In 1917, Marcel Duchamp caused a bit of a stir in the art world when he attempted to enter a piece dubbed Fountain at an exhibition organized by the Society of Independent Artists, which declined to include the piece in the show because it was literally a urinal he’d bought in New York City.
That stunt played a major role in furthering the mission of the Dada Movement championed by the creative minds who took great pride in an early 20th-century form of trolling that was intended to make people question what the definition of “art” truly is.
That philosophy continues to permeate a lot of the pieces many people associate with the “modern art” genre; most professional critics would tell you there’s a reason paintings from Mark Rothko sell for tens of millions of dollars, but there’s still a good chunk of laymen who view his minimalist works and think “What’s the big deal? I could do that if I wanted to.”
That was basically the reaction Italian artist Maurizio Cattelan was able to generate at Art Basel in 2019 when he became the talk of the festival thanks to Comedian, an installation that went viral because it was literally a banana duct-taped to a wall.

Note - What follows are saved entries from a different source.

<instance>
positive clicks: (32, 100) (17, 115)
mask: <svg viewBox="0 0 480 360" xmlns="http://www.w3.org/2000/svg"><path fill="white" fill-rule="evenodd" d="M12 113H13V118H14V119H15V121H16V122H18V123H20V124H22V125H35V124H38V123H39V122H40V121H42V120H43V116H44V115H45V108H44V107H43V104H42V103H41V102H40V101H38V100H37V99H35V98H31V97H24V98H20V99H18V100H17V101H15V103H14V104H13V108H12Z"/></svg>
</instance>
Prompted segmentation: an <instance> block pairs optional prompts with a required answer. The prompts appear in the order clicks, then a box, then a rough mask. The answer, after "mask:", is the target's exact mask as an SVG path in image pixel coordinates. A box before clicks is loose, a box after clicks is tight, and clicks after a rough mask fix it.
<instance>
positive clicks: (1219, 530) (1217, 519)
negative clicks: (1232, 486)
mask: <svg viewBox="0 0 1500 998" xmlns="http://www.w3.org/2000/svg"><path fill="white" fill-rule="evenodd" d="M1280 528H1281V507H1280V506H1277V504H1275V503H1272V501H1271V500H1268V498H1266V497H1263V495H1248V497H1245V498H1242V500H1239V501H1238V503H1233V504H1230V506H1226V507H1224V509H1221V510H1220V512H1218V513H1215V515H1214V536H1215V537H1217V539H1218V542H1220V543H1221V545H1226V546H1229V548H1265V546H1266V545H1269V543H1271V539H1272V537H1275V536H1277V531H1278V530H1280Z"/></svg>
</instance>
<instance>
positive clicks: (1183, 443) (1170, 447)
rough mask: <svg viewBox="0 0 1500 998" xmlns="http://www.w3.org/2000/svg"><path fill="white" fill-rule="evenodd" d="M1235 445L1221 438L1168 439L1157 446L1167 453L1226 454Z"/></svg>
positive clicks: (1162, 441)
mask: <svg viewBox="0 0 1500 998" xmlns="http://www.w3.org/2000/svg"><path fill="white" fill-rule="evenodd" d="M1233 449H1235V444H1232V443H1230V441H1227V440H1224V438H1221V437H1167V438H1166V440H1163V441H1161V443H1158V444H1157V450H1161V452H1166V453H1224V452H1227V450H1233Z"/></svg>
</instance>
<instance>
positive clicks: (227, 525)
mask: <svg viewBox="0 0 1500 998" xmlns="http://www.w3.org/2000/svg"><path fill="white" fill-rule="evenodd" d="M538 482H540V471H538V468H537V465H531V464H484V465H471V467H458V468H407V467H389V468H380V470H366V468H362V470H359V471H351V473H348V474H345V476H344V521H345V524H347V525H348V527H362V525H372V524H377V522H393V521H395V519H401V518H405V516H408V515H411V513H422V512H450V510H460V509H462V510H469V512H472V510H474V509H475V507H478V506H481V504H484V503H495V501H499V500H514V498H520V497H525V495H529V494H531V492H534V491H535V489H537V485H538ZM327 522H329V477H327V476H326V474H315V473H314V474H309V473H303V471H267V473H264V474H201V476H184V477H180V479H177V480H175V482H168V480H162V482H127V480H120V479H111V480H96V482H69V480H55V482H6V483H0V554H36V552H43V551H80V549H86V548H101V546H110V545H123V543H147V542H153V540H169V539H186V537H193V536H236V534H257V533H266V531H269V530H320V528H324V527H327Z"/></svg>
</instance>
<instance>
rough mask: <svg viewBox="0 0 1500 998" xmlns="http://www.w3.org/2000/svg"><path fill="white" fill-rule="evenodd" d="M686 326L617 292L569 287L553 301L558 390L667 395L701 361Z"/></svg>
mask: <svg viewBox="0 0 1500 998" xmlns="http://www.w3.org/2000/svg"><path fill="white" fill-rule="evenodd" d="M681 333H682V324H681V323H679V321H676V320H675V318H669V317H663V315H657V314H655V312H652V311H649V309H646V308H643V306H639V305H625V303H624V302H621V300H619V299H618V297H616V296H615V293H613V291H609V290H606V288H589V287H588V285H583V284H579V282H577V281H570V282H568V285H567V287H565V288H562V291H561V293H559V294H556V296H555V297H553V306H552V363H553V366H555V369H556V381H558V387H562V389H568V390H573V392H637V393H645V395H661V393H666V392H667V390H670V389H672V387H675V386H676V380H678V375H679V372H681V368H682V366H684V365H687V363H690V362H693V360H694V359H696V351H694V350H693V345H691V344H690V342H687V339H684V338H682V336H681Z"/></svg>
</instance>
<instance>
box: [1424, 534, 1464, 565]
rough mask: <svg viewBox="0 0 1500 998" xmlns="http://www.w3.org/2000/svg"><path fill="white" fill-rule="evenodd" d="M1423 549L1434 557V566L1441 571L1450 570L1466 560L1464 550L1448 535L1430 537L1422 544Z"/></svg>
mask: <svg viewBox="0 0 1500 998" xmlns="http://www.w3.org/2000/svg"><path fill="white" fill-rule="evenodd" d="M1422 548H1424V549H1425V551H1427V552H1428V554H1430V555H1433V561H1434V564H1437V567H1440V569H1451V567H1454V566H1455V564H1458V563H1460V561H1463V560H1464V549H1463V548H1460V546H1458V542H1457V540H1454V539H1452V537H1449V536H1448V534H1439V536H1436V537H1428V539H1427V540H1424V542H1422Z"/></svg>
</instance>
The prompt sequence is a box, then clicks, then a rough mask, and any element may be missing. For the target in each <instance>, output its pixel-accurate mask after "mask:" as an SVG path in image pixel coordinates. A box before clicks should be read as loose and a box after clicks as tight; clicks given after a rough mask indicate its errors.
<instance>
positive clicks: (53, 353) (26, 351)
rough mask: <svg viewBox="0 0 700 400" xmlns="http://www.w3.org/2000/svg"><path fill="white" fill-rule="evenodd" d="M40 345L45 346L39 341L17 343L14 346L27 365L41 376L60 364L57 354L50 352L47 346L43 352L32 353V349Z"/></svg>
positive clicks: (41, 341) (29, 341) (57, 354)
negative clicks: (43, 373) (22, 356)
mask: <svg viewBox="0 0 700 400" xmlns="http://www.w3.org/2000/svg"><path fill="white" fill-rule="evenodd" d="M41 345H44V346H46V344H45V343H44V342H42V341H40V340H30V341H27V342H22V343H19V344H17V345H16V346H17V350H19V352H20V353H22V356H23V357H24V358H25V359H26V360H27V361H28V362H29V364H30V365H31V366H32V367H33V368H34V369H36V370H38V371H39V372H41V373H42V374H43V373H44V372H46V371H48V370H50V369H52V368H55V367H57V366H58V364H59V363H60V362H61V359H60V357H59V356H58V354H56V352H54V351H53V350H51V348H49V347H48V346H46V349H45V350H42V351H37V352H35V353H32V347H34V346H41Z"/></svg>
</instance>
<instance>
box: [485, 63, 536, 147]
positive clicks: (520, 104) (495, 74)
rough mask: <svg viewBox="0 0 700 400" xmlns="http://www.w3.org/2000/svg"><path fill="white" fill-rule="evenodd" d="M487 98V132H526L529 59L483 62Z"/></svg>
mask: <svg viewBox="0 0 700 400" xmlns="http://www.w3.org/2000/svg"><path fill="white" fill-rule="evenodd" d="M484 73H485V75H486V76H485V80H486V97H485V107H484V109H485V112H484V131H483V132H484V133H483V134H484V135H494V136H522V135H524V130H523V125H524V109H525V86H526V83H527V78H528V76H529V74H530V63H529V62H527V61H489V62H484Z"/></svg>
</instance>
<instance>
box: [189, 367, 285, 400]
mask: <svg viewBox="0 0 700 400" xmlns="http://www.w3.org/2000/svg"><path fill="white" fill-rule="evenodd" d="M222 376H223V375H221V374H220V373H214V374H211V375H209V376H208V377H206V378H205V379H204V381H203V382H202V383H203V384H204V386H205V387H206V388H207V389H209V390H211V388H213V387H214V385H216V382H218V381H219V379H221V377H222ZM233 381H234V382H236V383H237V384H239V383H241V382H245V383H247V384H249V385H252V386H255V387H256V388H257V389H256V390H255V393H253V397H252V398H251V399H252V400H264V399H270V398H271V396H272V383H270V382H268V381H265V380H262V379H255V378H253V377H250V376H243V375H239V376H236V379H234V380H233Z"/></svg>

Cattelan was able to sell two certified versions of the piece for $120,000, which resulted in another artist understandably causing a bit of a stir when he casually took the banana off the wall and ate it.
WATCH: Man eats banana 'art work' that was duct-taped to a wall and sold for $120,000 at Art Basel in Florida; the man was escorted out by security https://t.co/DEpUuROMnh
— BNO News (@BNONews) December 8, 2019
According to The Guardian, Noh Huyn-soo—a South Korean college student who went to view Comedian at the Leeum Museum in Seoul last week—followed in his footsteps, as he was filmed pulling the same move before taping the peel back to the wall last week.
Noh initially said he’d done it because he was hungry after skipping breakfast, but he eventually told The Korea Herald it was an orchestrated prank while asserting “damaging a work of modern art could also be artwork.”
Cattelan said he had no issue with what unfolded, which likely stems from the fact that the instructions for the installation state the museum should replace the banana with a new one every few days while it’s being exhibited.